Dick Sprague Is Suing Ken Smukler Over Chump Change

They couldn't just settle this over a round of golf?

Left: Attorney Richard "Dick" Sprague (AP Photo/Matt Rourke). Right: Ken Smukler in a 2015 photo (Twitter).

Left: Attorney Richard “Dick” Sprague (AP Photo/Matt Rourke). Right: Ken Smukler in a 2015 photo (Twitter).

Dick Sprague is the most feared attorney in Philadelphia. Ken Smukler is a behind-the-scenes Democratic political operative who has worked for the likes of Kathleen Kane, Bob Brady, Rick Mariano and Marjorie Margolies back before she was Chelsea Clinton’s mother-in-law. And now Sprague and Smukler are squaring off in court.

Sprague, who turns 91 later this month, has filed a lawsuit against Smukler over a legal bill. It’s not a lot of money as these things go, especially not for two men who live in big houses on the Main Line.

In the lawsuit, filed in Philadelphia’s Common Pleas Court, Sprague claims that Smukler owes him a whopping $11,362.57 for legal work performed by Sprague and his firm earlier this year.

The suit includes copies of various bills sent to Smukler between March and June. Smukler was billed $500 an hour for Sprague’s time and that of another attorney in his office.

There’s also a series of email correspondence between Smukler and Sprague’s firm that shows Smukler balking at the 7.5 hours attributed to Sprague personally. In an email, Smukler stresses to Sprague’s office that he’s not refusing to pay the entire bill. He just can’t understand where this 7.5 comes from, adding that the office’s accounting of Sprague’s time “strains credibility.”

Smukler and Sprague’s office go back and forth with one other, debating the validity of the bill, and eventually, Sprague deputy Peter A. Greiner threatens Smukler with a suit. “The assertion and accusation that Dick would inflate his time is inaccurate and offensive,” Greiner wrote to Smukler.

Less than a month after those emails were sent, Sprague made good on the legal threat.

According to the complaint, the firm represented Smukler “in connection with a subpoena issued by the Twenty-Seventh Philadelphia County Investigating Grand Jury for Smukler’s testimony scheduled for March 11, 2016.”

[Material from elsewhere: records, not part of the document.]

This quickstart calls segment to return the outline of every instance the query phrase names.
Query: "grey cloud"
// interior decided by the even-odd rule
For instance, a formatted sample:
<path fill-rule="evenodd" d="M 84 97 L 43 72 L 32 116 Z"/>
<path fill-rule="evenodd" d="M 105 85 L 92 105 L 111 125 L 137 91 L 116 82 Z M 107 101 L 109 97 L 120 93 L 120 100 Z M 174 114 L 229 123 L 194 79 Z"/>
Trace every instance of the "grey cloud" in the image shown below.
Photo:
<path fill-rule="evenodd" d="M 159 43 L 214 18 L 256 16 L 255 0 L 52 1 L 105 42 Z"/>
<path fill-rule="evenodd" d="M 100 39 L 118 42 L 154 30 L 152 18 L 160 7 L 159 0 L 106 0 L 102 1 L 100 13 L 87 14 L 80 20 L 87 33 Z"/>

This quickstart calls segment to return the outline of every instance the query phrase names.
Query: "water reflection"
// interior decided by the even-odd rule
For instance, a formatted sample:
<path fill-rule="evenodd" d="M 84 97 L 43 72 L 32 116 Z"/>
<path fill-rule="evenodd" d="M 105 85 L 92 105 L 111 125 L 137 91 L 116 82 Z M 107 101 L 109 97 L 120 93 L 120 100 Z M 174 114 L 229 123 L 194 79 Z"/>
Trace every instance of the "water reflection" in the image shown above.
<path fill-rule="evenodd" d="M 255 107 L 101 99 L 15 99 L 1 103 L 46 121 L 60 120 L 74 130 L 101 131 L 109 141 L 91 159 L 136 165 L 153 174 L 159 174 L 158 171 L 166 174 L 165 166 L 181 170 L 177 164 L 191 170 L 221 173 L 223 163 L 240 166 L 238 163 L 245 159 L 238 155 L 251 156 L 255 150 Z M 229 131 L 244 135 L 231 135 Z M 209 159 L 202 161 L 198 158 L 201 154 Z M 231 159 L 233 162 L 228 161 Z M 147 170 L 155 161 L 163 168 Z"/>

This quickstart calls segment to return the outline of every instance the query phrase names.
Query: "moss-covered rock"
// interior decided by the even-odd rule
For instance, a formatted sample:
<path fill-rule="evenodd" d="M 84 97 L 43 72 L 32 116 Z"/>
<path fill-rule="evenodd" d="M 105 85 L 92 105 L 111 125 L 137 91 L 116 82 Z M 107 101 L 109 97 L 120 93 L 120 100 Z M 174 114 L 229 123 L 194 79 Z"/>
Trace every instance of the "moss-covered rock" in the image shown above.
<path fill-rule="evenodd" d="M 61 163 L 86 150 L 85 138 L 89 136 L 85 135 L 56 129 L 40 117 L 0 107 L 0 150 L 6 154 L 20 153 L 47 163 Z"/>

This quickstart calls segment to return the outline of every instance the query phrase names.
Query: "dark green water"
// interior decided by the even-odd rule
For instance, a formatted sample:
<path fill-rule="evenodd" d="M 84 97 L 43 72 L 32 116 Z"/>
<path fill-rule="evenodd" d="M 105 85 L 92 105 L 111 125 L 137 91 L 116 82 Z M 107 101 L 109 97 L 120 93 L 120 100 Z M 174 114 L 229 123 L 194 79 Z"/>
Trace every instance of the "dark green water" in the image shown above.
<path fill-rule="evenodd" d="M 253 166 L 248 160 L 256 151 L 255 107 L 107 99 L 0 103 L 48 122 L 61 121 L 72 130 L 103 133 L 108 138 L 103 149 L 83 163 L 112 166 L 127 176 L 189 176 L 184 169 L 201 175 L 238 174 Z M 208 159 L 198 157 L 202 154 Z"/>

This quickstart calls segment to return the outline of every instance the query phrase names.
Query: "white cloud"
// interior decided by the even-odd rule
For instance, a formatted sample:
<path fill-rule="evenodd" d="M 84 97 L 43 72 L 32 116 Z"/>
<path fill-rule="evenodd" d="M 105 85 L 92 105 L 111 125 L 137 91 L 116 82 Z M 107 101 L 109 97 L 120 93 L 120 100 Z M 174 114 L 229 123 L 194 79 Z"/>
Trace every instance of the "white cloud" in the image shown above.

That grand jury is reportedly the one investigating a corruption case that Kane dropped when she was Attorney General, although we don’t know exactly who the grand jury is looking at. (The Philadelphia District Attorney’s office told us they couldn’t comment on that grand jury investigation.)

The lawsuit states that the firm prepared an emergency petition to try to delay or prevent Smukler from testifying, represented Smukler during the grand jury hearing, and provided “research into issues that arose during Smukler’s hearing and the implications of that hearing to Smukler.”

In an email Smukler sent to Greiner, Smukler indicated that he was not a target of any criminal investigation but a witness. He added that there was some discussion between Smukler and the firm over what information, if any, Smukler could share with Kathleen Kane about his grand jury appearance. By that time, Kane had already been indicted by a grand jury and was facing trial.

According to an email attached to the suit, Common Pleas Court Judge Diana Anhalt demanded that Smukler and Greiner be sworn to secrecy over what was said before the grand jury that day.

But what has us wondering more than Smukler’s grand jury testimony is this: Why the heck is Sprague suing Smukler over such a relatively small amount of money? Sprague probably has cufflinks worth more than that.

This seems like the kind of dispute that two power players would normally settle over a round of golf or a single-malted tête-à-tête at the local country club — not in open court for all the world to see.

We asked Smukler and Sprague’s firm for comment on the suit and got none. Fight nicely, gentlemen.